Although one of the weaknesses of economic indicators are that they only show the state of the countries economy rather then the general well being. Social indicators often combine factors such as literacy, mortality and life expectancy. This is much more representative as they revel the general standard of living in each country. Another disadvantage of using GNP/GDP figures is that they can be unreliable in their use and validity. For example they are more accurate in countries that have many economic transactions and where goods, services and labour can be measured as they pass trough a market place, whereas in places where markets are less developed and trading is done informally GDP figures are less reliable.

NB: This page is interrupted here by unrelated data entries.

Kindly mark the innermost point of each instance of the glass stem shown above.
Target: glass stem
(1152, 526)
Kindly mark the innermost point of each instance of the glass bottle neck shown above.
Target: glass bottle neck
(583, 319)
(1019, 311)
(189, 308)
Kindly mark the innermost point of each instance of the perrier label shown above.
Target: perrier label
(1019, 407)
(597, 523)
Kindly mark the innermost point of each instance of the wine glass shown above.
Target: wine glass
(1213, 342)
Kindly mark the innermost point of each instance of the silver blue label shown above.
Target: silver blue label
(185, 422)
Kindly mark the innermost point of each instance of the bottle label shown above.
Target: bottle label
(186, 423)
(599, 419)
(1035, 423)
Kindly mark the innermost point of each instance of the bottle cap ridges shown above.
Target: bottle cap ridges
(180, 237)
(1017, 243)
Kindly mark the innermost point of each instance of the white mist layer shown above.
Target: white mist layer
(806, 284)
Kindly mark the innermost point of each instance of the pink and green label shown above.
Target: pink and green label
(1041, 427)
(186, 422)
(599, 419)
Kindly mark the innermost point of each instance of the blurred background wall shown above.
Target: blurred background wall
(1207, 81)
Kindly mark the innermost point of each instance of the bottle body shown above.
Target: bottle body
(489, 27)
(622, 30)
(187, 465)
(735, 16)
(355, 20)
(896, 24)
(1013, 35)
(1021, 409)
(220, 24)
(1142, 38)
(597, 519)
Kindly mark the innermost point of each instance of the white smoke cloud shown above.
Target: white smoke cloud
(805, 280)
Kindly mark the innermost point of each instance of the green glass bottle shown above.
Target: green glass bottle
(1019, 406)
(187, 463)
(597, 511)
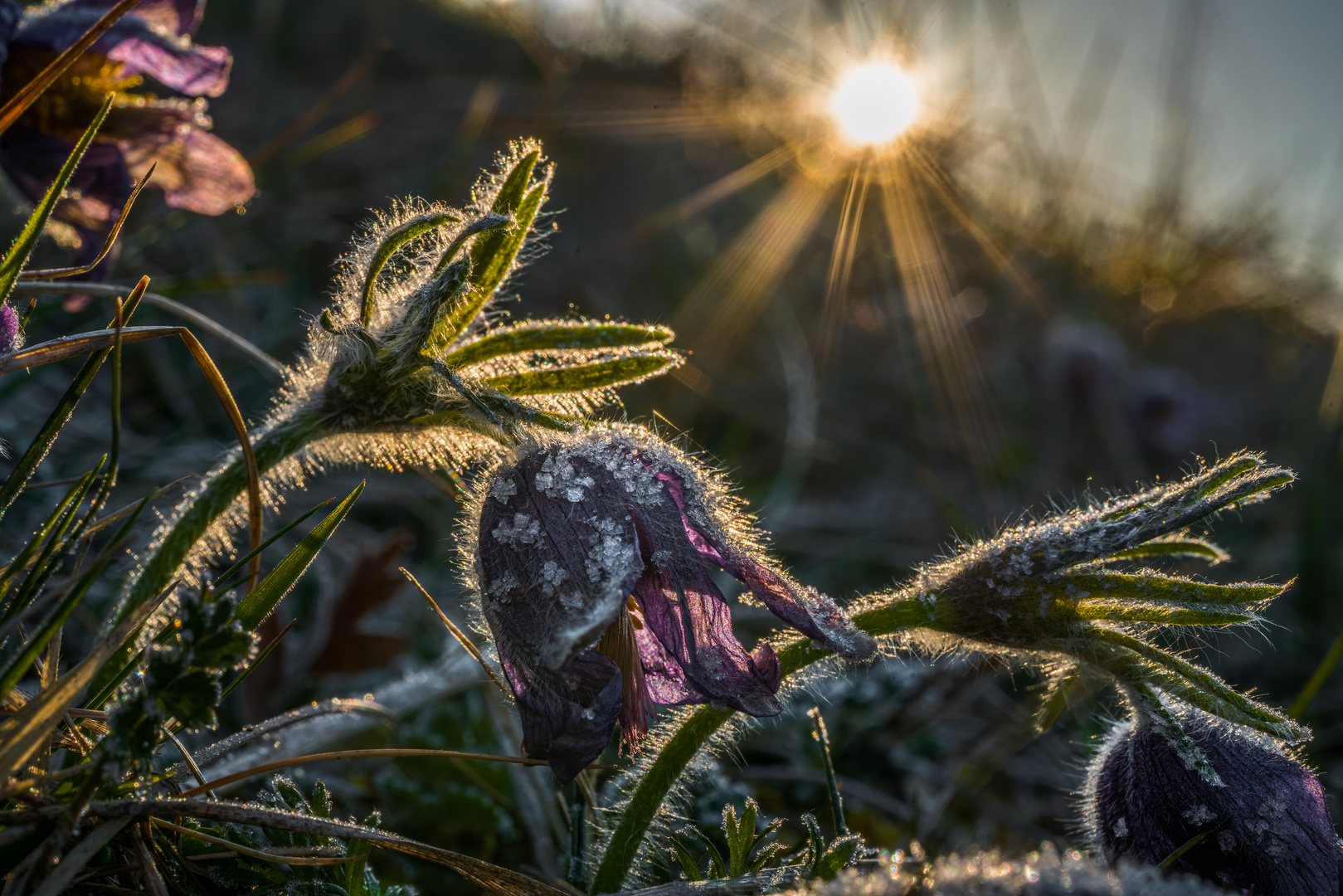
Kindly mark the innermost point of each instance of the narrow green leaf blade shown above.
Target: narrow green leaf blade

The best social indicator is the human development index as it is a combination of adult literacy and years of schooling, life expectancy and GDP per person. The HDI was developed by the UN and extends the definition of development. Since its introduction in 1990 the HDI is recognized as a valuable tool which draws attention to important issues quite effectively. Nevertheless, although the HDI measures overall progress in a country in achieving human development, based on the three criteria its weakness is it does not show differences between rural and urban areas, between different regions or different genders. Another major criticism of the HDI is that it contains no measure of human rights or freedom, as it is difficult to measure compared to measuring the economic development within a country.
It can be deduced that although social and economic indicators do have their relative
merits, they have many weaknesses. Generally, it can be said that economic indicators measures the wealth of the country but gives little indication of the standard of living of the majority of people.
Social indicators may seem to be better indicators because they reveal the general standard of living in a country; however they do not reflect inequalities in income distribution. They also don’t take into account constant review as definitions and concepts of the term development change.